We are very far removed from the time when the residents of a small New England town could gather together on an occasional basis and make communal decisions that governed their daily lives. Today, members of congress are expected to use these forums to report back to their constituents, to answer questions and solicit concerns, and then to return to Washington, D.C. with a greater sense of the priorities of the voters. This is not exactly direct democracy in action, along the classic New England model, but it is the closest that most of us can claim to actually participating in the machinery of our own government.

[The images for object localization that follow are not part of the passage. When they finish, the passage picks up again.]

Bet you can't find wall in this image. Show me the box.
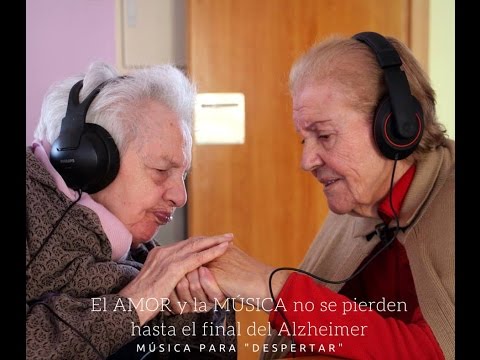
[115,0,186,71]
[26,0,116,145]
[429,0,455,139]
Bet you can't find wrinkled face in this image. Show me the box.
[92,101,192,247]
[293,84,393,217]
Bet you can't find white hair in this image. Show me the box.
[34,61,196,154]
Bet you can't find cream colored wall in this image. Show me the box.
[429,0,455,139]
[115,0,186,73]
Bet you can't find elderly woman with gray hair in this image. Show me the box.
[201,32,454,360]
[26,61,236,359]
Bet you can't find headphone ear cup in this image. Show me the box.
[373,95,424,160]
[51,123,120,193]
[79,123,120,194]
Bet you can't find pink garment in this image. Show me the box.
[31,140,132,261]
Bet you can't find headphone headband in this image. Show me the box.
[50,78,120,193]
[353,32,417,139]
[55,80,109,150]
[352,31,424,160]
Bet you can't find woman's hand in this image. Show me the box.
[118,233,233,325]
[166,267,226,315]
[203,244,291,312]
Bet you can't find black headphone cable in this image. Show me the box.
[268,155,401,356]
[26,189,83,270]
[27,189,106,358]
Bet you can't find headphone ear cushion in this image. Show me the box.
[373,95,424,160]
[81,123,120,194]
[52,123,120,194]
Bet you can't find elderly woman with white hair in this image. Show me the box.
[26,61,236,359]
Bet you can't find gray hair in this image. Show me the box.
[289,34,447,160]
[34,61,196,154]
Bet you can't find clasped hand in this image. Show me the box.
[118,233,233,325]
[168,243,291,316]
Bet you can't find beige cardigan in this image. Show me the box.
[262,140,455,360]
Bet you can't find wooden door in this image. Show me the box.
[187,1,409,359]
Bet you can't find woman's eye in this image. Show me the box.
[154,168,169,176]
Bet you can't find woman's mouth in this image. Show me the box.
[154,211,173,225]
[320,178,341,188]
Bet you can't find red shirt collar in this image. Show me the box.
[377,165,416,224]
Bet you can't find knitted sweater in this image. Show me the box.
[261,140,455,359]
[26,147,236,359]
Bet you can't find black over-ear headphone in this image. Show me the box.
[50,79,120,194]
[352,31,424,160]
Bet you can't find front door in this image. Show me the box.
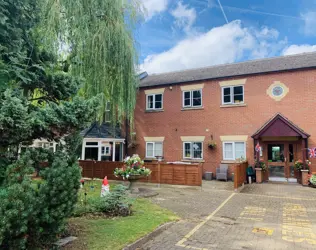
[266,143,297,182]
[267,144,286,181]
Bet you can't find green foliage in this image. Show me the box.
[0,151,81,249]
[73,184,133,217]
[39,0,142,126]
[310,174,316,186]
[0,0,99,248]
[94,185,133,216]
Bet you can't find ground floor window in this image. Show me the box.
[146,142,163,158]
[183,142,203,159]
[223,142,246,160]
[85,147,98,160]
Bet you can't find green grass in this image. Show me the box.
[67,181,179,250]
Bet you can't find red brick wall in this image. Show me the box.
[131,69,316,176]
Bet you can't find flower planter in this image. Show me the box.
[301,170,309,186]
[208,145,216,149]
[127,174,143,190]
[255,168,263,183]
[294,170,302,184]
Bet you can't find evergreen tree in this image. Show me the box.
[0,0,99,248]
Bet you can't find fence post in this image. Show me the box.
[158,162,161,188]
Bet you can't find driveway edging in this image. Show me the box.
[123,221,176,250]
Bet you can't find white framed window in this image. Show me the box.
[183,142,203,159]
[146,94,163,110]
[222,86,244,105]
[146,142,163,158]
[37,142,55,151]
[223,142,246,160]
[101,146,111,156]
[183,90,202,108]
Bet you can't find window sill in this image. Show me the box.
[181,106,204,111]
[221,160,238,164]
[145,109,164,113]
[220,103,247,108]
[181,159,205,163]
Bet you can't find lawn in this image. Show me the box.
[66,181,178,250]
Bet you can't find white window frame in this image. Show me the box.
[146,94,163,110]
[146,142,163,158]
[101,146,111,156]
[182,89,202,108]
[222,141,246,160]
[183,142,203,160]
[221,85,244,105]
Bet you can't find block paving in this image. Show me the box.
[141,182,316,250]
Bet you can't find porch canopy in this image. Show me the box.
[252,113,310,140]
[80,123,124,162]
[252,113,310,162]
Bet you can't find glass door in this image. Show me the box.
[267,144,286,181]
[288,144,297,182]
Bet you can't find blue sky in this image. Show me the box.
[138,0,316,73]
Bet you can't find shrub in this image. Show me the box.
[73,185,133,217]
[309,174,316,186]
[95,185,133,216]
[0,150,81,249]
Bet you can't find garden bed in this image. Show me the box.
[65,181,178,249]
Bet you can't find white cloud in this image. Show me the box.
[142,0,169,20]
[140,21,285,74]
[171,2,197,33]
[301,11,316,36]
[283,44,316,56]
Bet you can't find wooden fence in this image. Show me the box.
[79,161,203,186]
[234,161,248,190]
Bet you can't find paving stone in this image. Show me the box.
[139,182,316,250]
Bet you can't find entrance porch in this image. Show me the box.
[252,113,310,183]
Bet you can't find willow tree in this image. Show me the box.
[39,0,142,125]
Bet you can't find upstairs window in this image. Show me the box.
[222,86,244,105]
[183,90,202,108]
[183,142,203,159]
[146,94,163,110]
[146,142,163,158]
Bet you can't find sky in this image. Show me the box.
[137,0,316,74]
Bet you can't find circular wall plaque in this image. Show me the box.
[272,86,284,97]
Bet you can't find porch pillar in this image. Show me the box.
[81,140,85,160]
[97,141,102,161]
[120,142,124,161]
[302,139,306,169]
[255,139,260,167]
[112,142,116,162]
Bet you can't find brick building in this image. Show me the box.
[132,52,316,182]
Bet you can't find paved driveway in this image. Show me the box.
[140,182,316,250]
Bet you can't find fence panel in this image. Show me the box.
[79,161,202,186]
[234,162,248,190]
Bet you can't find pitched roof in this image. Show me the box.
[80,123,122,139]
[140,52,316,88]
[252,113,310,139]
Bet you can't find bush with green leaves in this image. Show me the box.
[309,174,316,186]
[0,150,82,249]
[94,185,133,216]
[73,185,133,217]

At many of these town hall meetings, ostensibly intended to address the topic of health care reform, the proceedings have been anything but an exemplar of participatory democracy. I am not referring to the “exaggerations and extrapolations” of the pending health care reform legislation that some attendees and some Republican opponents of the bill have espoused. Trying to prove that something is a lie is like chasing your tail. The task of separating truth from fiction is simply a never ending part of the human condition. Nor am I particularly concerned over the shouting and the ill manners of many attendees. I cannot think of any period in our nation’s history when politeness was the norm in political debate.

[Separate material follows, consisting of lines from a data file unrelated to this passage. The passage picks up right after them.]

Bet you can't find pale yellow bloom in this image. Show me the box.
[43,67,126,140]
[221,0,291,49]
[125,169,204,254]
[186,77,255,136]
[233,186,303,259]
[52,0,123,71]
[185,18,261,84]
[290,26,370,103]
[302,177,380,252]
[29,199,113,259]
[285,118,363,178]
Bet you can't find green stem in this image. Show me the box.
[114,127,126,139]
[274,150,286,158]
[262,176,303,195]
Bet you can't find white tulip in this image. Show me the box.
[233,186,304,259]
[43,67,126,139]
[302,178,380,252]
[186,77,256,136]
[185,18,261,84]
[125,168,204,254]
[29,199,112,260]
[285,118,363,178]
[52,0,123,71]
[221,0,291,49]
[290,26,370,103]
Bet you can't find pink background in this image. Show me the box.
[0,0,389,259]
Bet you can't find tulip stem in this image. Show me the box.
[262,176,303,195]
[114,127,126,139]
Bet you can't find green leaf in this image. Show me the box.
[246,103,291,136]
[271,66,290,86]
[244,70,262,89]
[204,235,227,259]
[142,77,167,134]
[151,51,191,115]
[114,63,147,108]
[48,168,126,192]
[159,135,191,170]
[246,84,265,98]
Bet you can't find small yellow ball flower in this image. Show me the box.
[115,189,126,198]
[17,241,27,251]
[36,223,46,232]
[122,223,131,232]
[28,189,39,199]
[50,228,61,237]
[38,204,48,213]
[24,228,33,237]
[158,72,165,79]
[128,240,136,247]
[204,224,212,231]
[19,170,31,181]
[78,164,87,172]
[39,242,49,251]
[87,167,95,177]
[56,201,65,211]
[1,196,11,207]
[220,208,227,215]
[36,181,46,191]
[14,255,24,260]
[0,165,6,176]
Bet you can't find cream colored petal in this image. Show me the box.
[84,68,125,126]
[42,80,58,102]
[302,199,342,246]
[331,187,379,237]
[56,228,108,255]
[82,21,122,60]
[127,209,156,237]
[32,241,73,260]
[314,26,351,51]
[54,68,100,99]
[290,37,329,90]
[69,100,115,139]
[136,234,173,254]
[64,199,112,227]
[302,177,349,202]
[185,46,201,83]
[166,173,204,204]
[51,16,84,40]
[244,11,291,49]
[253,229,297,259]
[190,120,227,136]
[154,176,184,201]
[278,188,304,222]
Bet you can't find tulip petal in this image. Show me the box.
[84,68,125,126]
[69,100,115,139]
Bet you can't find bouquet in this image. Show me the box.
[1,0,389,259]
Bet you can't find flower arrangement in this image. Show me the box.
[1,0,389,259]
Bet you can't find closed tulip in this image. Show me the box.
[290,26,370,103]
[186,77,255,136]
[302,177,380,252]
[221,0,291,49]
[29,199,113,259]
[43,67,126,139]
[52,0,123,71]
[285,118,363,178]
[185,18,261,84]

Instead, my concern is with the future of democracy itself. In 1922, in his book Public Opinion, Walter Lippmann presented a pessimistic view of the public’s ability to govern itself through our nation’s democratic process. Three years later, he followed up his critique in the book The Phantom Public. If anything, the sequel held out even less hope for the meaningful participation of the general public in the shaping of the government policies that have such a dramatic impact on their lives.